This is the project of NTU CE7455: Deep Learning For Natural Language Processing by Prof. Luu Anh Tuan. In this project, we aim to understand the effectiveness of text data augmentation using ChatGPT generated samples. I finetuned the pretrained DistilBERT model with IMDB review datasets and prompt-guided generated datasets for the sentiment classification task, which is to tell if the movie review is positive or negative. The code is in this notebook.
Introduction
The task of sentiment analysis, which identifies the emotion expressed in a text, is a crucial part of natural language processing. Despite the advances in deep learning for NLP, the requirement of a large amount of annotated data remains a challenge in applying deep learning models to sentiment analysis. One approach to tackle this challenge is data augmentation, where new training samples are artificially generated. Existing text data aug- mentation methods suffer from inconsistent semantics and poor diversity. AugGPT proposed a way to perform data augmentation using ChatGPT, a conversational AI model with strong generation capability. However, the diversity of the augmented data set is still limited by the training dataset. In this project, a fundamentally different approach is proposed to leverage ChatGPT for text data augmentation by generating diverse augment data from scratch using a set of carefully designed prompts. The effectiveness of this approach is evaluated by training sentiment analysis models with the augmented data and comparing their performance.
Related Work
Data Augmentation Approaches in Natural Language Processing: A Survey
The survey categories the data augmentation in NLP by paraphrasing (synonym, semantic embedding, translation, generation), noising (swapping, deletion, insertion, substation), and sampling-based methods (rules, pretrained, self-training, mixup).
Is GPT-3 a Good Data Annotator?
GPT-3 is used to label data that could be used to train machine learning models. GPT-3 performs best on text classification tasks when directly tagging test data in large scale. Prompt-guided or dictionary-assisted training data generation may be more effective and cost-efficient for complex tasks like name entity recognition.
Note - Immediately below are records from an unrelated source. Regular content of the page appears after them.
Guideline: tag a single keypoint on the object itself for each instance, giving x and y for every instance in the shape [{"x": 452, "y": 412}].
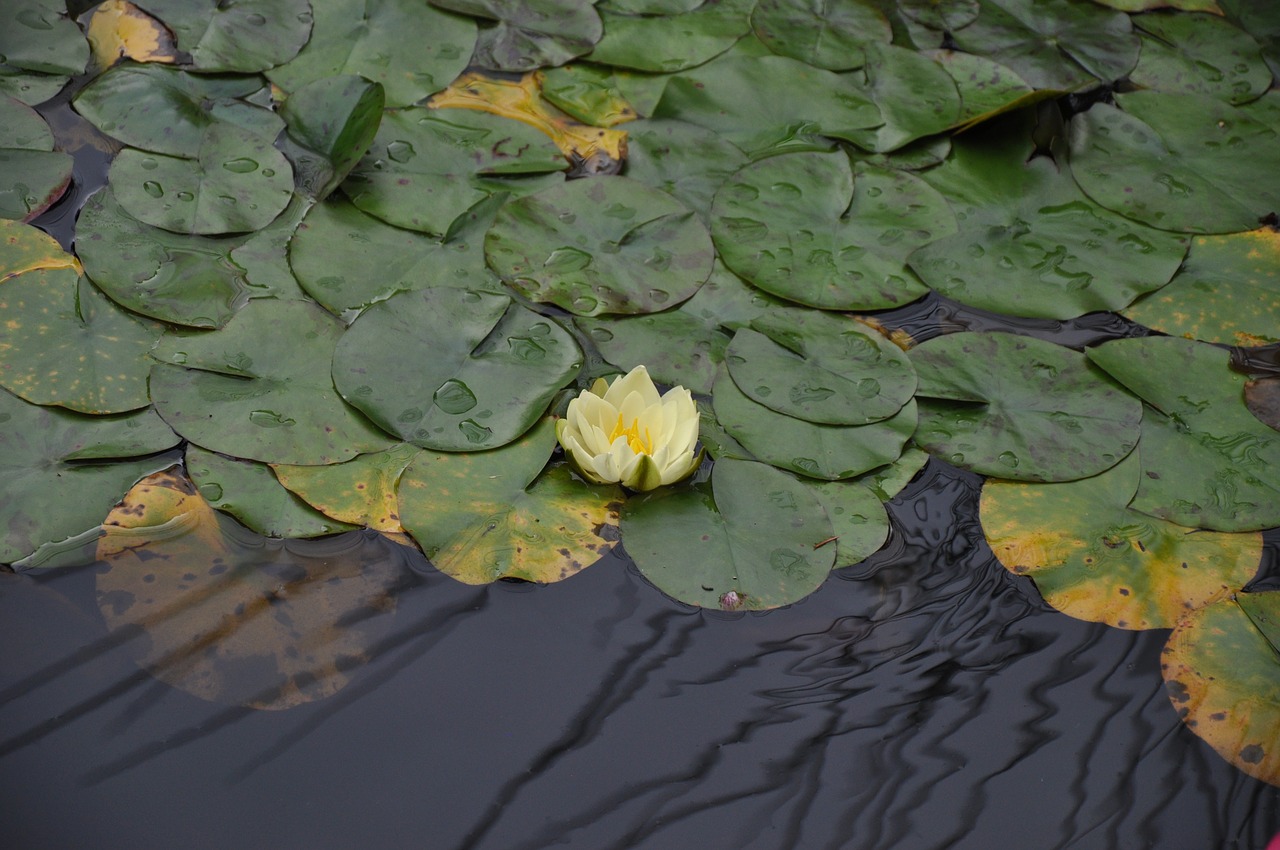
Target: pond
[{"x": 979, "y": 305}]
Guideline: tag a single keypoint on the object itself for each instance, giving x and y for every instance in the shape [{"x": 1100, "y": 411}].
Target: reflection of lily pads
[
  {"x": 1096, "y": 558},
  {"x": 496, "y": 515},
  {"x": 1206, "y": 461},
  {"x": 453, "y": 370},
  {"x": 274, "y": 630},
  {"x": 1020, "y": 408},
  {"x": 606, "y": 245},
  {"x": 746, "y": 540},
  {"x": 1221, "y": 667}
]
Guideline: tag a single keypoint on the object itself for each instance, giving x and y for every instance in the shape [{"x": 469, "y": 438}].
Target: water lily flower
[{"x": 626, "y": 433}]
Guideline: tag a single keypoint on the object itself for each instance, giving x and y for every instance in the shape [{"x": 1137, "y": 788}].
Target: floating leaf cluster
[{"x": 351, "y": 259}]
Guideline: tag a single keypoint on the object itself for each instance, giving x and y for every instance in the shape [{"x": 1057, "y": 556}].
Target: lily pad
[
  {"x": 49, "y": 494},
  {"x": 749, "y": 539},
  {"x": 407, "y": 46},
  {"x": 426, "y": 167},
  {"x": 1207, "y": 462},
  {"x": 1096, "y": 558},
  {"x": 1052, "y": 44},
  {"x": 1221, "y": 666},
  {"x": 250, "y": 492},
  {"x": 242, "y": 36},
  {"x": 287, "y": 626},
  {"x": 1185, "y": 163},
  {"x": 821, "y": 368},
  {"x": 453, "y": 370},
  {"x": 1031, "y": 243},
  {"x": 360, "y": 490},
  {"x": 826, "y": 452},
  {"x": 530, "y": 33},
  {"x": 668, "y": 41},
  {"x": 1228, "y": 291},
  {"x": 254, "y": 392},
  {"x": 1019, "y": 407},
  {"x": 65, "y": 343},
  {"x": 813, "y": 229},
  {"x": 1200, "y": 54},
  {"x": 606, "y": 245},
  {"x": 497, "y": 515}
]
AugGPT: Leveraging ChatGPT for Text Data Augmentation
Current text data augmentation methods either can’t ensure the correct labeling of the generated data or can’t ensure sufficient diversity in the generated data. AugGPT rephrases each sentence in the training samples into multiple conceptually similar but semantically different samples. Experiment on few-shot learning text classification tasks.
Carefull Designed Prompts
70 Prompts for Positive sentiments
- Write a 200 to 300 words long movie review about an action movie, where the author criticizes something but is positive about the movie overall.
- Write 10 unique, positive sentiment movie reviews that range from 10 to 300 words in length.
- Write 5 positive movie reviews about films that did not do well in the box office.
- Write 5 lengthy movie reviews about award-winning films.
- Write 7 movie reviews about adult-animation films.
- Write 5 positive movie reviews about movies that everyone hates except for the user.
- Write 5 positive movie reviews about weird films.
55 Prompts for Negative sentiments
- Write 3 movie reviews of at least 200 words criticizing an award-winning movie.
- Write 7 sarcastic movie reviews.
- Write a bad movie review from a stereotypical male perspective.
- Write a bad movie review from a stereotypical female perspective.
- Write 7 movie reviews from the perspective of a younger viewer who hated the film.
- Write 7 movie reviews from the perspective of an older viewer who hated the film.
- Write 2 bad reviews of 150-200 words about popular movies.
- Write bad movie reviews that compare it to another movie.
- Write 5 bad movie reviews from the perspective of a professional critic.
- Write bad movie reviews that make fun of the film.
In total, 1500 ChatGPT-generated movie reviews.